Recomputes confidence for existing linksets using v2 algorithm. Does not modify observation data.

### Rollback

Set `concelier:correlation:version: v1` to revert to intersection-based scoring.

---

## Fixtures

- `docs/modules/concelier/samples/linkset-v2-transitive-bridge.json`: Three-source transitive bridging (A↔B↔C) demonstrating graph connectivity.
- `docs/modules/concelier/samples/linkset-v2-patch-match.json`: Two-source correlation via shared commit SHA.
- `docs/modules/concelier/samples/linkset-v2-hard-conflict.json`: Distinct CVEs in cluster triggering hard penalty.

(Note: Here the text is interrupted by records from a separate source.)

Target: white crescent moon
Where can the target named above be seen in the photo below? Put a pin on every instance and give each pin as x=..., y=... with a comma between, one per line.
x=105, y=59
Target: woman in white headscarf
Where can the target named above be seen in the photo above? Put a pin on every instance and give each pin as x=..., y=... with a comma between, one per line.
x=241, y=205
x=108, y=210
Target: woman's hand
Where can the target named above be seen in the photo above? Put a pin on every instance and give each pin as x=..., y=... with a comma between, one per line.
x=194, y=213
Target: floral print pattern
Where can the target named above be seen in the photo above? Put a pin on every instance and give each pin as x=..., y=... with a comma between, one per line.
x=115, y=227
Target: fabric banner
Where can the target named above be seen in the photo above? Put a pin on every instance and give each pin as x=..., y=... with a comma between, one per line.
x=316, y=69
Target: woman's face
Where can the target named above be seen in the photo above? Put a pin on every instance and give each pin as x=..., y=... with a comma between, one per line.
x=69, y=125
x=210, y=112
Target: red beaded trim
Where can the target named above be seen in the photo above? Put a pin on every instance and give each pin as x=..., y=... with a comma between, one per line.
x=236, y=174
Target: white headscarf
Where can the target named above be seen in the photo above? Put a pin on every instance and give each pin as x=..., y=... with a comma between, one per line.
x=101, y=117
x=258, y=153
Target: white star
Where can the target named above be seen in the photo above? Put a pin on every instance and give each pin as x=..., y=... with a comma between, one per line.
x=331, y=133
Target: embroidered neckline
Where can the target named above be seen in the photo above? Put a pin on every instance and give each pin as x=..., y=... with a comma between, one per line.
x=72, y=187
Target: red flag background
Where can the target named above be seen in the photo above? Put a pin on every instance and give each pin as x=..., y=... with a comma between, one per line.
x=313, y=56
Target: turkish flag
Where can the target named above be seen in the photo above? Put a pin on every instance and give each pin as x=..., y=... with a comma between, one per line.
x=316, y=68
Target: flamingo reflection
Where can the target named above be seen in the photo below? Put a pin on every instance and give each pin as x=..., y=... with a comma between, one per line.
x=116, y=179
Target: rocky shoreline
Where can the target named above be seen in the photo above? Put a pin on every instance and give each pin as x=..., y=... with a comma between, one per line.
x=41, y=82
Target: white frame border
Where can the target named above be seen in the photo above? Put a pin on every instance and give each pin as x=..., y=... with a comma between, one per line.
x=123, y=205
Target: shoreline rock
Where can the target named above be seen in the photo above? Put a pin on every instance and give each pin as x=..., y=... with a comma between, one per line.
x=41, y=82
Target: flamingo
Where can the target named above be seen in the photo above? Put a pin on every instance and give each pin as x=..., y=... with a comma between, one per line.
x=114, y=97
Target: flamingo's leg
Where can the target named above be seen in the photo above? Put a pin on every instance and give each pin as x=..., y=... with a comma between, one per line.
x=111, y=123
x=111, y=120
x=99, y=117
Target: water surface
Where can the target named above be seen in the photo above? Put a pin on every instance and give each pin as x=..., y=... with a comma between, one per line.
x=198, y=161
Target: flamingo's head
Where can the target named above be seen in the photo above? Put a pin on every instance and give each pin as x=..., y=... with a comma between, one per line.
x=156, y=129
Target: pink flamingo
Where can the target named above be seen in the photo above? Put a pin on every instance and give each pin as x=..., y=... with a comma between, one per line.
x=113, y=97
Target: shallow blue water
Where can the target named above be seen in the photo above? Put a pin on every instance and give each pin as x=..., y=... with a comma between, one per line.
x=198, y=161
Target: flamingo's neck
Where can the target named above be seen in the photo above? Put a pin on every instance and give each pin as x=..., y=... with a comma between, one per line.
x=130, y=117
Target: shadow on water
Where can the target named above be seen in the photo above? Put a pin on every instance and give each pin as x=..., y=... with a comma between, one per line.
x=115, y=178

All fixtures use ASCII ordering and ISO-8601 UTC timestamps.

---

## Change Control

- V2 is add-only relative to v1 output schema.
- Signal weight adjustments require sprint note but not schema version bump.
- New conflict reasons require `advisory.linkset.updated@2` event schema and doc update.
- Removal of a signal requires deprecation period and migration guidance.